Are you making a 1 or 2 drive tivo? 
and
Do you wish to continue?

then you'd leave it alone for 30mins while it does it thing.


----------



## drew2k (Jun 10, 2003)

rpdre1 said:


> i still think you would have been MUCH better off buying a regular drive.
> 
> all that about longer life/made for digital video is a lot of marketing hype.
> 
> ...


I've never tried instanctcake, but from what I've read about it, aren't you leaving out an important step to disconnect all other drives leaving only the CD drive and then add the drive to be loaded with the instantcake image?


----------



## mr.unnatural (Feb 2, 2006)

Both BB and CC suck as far as the quality of the gear they sell. It's all middle of the road mass market junk for the most part. You have to go to a high end salon for the good suff, but you'd better be willing to pay for it.

BB is a joke when it comes to auditioning any hardware. Just try and test a DVD player in any of their stores to see what I mean. They don't have a single player connected to a TV so you can try it out. Their HDTVs all run off a DVD player at 480i upscaled to 720p at best. CC used to be the absolute pits but they've gotten much better in recent years. At least you can play with the equipment and see it in action.

Kudos to the OP for his windfall in any case. My advise would be to buy a new HDTivo off ebay for one-third what you originally paid for it and put the rest away for a rainy day or towards that piece of dream equipment you've always wanted.


----------



## unixadm (Jan 1, 2001)

Interesting thing happened......

I purchased mine at Circuit City and got the extended warranty mainly because of the failing HDMI ports (which happened to my first one and was replace in store)

I have had some stuttering and slow down on mine (sometimes it just doesn't respond to the remote for minutes).....It got better recently and I figured I would replace the drive with a larger one if it got any worse again.

After reading this thread, I decided to call Circuit City to ask about a replacement. If I got lucky like the OP, then they give me my money back and I can use it to replace the drive, which would save all of my previously recorded shows. I told them that it has been acting up, but is working ok right now and I wanted to see what my choices were as far as repair since I didn't want to lose the existing programming. They told me that they don't repair and only replace (which I knew). They could do advance replacement with a credit card, or they can just send me a box and I could send to mine them and they would send a new one after they receive it. I told them to send me the box. If I needed it, I could use it, if not then no loss. I did not give them any credit card.

Today, there is a box from Circuit City at my door. I pick it up and it is heavier than an empty box. I open it and there is a new HR10-250 in it (no accessories or cords and no DTV access card...just the unit bubble wrapped. There is a note inside saying that they DO NOT want my old unit back and to discard it! It gave instructions on switching my card from my existing unit over to the new unit.

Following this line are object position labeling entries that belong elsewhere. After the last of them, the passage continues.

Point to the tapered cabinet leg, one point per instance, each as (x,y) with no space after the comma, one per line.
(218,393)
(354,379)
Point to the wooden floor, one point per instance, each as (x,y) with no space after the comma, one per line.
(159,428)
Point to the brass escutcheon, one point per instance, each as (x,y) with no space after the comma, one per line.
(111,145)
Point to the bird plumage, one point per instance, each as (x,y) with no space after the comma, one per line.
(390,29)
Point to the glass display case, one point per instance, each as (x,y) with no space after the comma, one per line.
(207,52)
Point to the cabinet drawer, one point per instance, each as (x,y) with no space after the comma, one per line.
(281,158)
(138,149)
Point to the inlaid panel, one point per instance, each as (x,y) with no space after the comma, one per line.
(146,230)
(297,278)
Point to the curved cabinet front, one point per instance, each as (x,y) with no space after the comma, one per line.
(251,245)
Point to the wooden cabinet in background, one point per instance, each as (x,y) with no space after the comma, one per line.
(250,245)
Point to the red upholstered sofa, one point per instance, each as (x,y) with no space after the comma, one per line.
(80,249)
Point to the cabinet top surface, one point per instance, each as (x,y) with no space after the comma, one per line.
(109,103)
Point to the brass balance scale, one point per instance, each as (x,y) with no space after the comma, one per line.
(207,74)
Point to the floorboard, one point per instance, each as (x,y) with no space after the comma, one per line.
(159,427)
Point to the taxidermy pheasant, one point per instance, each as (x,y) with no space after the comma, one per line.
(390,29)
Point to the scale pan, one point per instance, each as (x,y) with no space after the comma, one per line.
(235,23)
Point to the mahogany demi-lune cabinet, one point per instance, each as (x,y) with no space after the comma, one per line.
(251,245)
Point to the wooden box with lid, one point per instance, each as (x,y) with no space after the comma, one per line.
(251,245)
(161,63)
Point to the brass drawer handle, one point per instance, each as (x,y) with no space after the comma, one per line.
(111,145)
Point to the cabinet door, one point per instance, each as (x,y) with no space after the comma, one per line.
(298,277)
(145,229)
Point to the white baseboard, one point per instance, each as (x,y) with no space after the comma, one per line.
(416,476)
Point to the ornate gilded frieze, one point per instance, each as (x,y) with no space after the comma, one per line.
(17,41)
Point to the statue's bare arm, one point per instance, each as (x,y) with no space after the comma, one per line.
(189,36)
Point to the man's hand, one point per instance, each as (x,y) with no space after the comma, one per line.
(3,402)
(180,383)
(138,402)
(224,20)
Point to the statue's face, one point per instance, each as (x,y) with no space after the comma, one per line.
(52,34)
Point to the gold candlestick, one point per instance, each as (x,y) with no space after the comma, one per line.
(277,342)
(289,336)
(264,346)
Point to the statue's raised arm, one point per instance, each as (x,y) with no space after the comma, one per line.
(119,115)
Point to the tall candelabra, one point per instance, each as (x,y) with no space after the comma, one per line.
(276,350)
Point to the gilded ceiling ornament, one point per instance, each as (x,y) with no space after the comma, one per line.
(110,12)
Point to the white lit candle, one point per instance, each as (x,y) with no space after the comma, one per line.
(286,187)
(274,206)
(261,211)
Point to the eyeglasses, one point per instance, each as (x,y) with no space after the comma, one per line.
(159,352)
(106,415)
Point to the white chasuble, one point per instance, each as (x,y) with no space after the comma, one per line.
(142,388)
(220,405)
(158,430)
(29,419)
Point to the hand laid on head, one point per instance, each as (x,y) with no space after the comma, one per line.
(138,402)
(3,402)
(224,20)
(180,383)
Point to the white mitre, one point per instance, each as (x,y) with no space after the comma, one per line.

So now what do I do? Mine is working ok at this point, and I wouldn't want to lose the shows I already have recorded. I don't really have a need for a 2nd HD TiVo and wouldn't be able to use it without a card. I could pay $20 for a new card and add it to my account, but I don't see the need. I may call CC and tell them that mine is working fine right now and see what they want to do....but they pretty much already knew that.


----------



## hiker (Nov 29, 2001)

unixadm,
I would keep it to replace your other one when it fails which will happen eventually.


----------



## willardcpa (Feb 23, 2001)

unixadm said:


> ....Today, there is a box from Circuit City at my door. I pick it up and it is heavier than an empty box. I open it and there is a new HR10-250 in it (no accessories or cords and no DTV access card...just the unit bubble wrapped. There is a note inside saying that they DO NOT want my old unit back and to discard it! It gave instructions on switching my card from my existing unit over to the new unit.
> 
> So now what do I do? ......


Wait a week or so, and then call em up and ask em what happened to the empty box they were going to send you.  
Seems like quite a bit of variance between Plan A (get the guys CC #) and Plan B - just send him a free one. 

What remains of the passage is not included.